Distribution Metrics¶
These are metrics utilized to compare 2 distributions. The LOC Curve, which utilizes the length of the curve to quantify separation, is the generalized case of the traditional ROC curve, which utilized the area under the curve using numpy.trapz.
Note
Note: Both functions require 1-dimensional arrays as input.
This is simply to make the function completely generalizeable. One can
make any N-dimensional function “1-dimensional” by calling numpy.ndarray.ravel().
The functions will sort the bins and handle the rest.
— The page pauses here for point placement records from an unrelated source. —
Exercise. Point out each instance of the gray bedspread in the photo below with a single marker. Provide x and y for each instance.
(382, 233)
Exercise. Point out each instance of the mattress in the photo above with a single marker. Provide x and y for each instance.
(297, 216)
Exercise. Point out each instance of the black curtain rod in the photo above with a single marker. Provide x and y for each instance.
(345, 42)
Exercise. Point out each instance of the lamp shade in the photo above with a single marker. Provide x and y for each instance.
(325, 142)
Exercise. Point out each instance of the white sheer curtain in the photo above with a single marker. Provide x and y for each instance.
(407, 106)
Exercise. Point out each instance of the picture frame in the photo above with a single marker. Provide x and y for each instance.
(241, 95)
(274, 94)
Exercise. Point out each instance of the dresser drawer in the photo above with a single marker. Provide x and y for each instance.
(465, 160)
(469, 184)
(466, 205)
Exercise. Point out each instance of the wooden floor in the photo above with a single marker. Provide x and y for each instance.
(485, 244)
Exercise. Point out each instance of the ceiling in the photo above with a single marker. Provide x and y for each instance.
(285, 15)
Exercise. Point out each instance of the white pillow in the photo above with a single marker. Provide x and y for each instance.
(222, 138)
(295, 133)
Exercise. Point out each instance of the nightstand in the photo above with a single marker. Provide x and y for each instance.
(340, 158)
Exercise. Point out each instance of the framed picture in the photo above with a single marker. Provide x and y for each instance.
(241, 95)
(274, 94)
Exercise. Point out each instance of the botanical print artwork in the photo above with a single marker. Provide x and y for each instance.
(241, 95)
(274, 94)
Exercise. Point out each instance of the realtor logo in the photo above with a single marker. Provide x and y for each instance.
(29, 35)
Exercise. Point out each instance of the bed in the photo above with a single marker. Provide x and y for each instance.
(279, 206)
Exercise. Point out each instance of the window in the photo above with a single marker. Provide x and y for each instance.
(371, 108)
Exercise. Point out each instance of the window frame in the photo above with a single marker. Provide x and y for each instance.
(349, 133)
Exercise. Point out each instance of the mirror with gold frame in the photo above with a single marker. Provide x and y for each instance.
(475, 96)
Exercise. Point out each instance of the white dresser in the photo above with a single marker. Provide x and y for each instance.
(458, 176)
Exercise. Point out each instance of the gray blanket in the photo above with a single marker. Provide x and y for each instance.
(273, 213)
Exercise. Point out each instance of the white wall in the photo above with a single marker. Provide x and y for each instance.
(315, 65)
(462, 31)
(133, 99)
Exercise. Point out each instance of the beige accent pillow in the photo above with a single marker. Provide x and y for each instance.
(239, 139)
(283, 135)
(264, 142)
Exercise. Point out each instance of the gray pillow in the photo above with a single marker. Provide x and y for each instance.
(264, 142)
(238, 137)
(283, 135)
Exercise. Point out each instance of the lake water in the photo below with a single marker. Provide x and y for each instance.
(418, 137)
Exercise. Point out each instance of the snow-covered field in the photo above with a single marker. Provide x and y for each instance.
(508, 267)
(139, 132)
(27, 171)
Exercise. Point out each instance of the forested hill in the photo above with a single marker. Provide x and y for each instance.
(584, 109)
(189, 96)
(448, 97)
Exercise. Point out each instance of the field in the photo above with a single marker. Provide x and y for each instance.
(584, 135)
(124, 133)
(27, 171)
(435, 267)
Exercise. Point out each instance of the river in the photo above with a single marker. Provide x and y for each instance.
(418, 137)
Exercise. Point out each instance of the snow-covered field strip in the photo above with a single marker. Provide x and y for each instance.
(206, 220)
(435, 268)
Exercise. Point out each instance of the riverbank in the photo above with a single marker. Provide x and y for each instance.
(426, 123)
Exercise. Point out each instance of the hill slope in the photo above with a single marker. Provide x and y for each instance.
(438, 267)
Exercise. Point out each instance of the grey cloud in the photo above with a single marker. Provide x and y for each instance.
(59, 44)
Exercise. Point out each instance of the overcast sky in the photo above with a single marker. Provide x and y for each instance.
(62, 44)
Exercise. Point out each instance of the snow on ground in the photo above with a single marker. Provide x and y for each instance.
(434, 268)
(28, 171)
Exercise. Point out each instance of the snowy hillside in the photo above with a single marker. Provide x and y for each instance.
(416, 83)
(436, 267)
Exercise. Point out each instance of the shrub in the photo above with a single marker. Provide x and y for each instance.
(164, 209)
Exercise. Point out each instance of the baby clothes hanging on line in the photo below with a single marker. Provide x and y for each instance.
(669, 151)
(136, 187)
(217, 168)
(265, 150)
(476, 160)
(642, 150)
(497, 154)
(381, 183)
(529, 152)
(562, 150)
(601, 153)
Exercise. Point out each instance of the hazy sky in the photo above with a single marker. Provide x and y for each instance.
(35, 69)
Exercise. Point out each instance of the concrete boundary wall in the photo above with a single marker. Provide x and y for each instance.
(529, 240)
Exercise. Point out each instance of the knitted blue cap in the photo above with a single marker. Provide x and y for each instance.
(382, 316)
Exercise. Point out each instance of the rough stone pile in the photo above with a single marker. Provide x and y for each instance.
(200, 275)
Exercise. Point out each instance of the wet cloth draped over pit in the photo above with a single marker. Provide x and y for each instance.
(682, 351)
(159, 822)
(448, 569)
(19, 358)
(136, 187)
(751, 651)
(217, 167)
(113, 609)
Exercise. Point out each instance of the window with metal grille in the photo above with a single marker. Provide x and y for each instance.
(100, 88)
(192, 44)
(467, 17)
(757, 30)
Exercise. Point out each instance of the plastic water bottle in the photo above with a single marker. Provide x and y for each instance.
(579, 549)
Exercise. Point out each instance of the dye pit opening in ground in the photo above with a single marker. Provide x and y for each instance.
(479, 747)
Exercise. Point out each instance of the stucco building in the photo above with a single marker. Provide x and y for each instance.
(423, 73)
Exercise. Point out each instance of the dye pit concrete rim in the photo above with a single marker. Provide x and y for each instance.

- MiLoMerge.ROC_curve(sample1: Iterable[float], sample2: Iterable[float])[source]¶
A function to calculate the classical ROC curve given 2 distributions
- Parameters:
- Returns:
Returns 2 arrays with the same size as sample1 indicating the True Positive Rate (TPR) and False Positive Rate (FPR) per-bin, as well as the Area Under the Curve (AUC)
- Return type:
- MiLoMerge.LOC_curve(sample1: Iterable[float], sample2: Iterable[float])[source]¶
A function to calculate the LOC curve described in (ARXIV LINK) given 2 distributions.
- Parameters:
- Returns:
Returns 2 arrays with the same size as sample1 indicating the True Positive Rate (TPR) and False Positive Rate (FPR) per-bin, as well as the Length of the Curve (LoC).
- Return type:
- Raises:
ValueError – If both samples are not wholly positive, raise an error. At least one sample must be completely positive.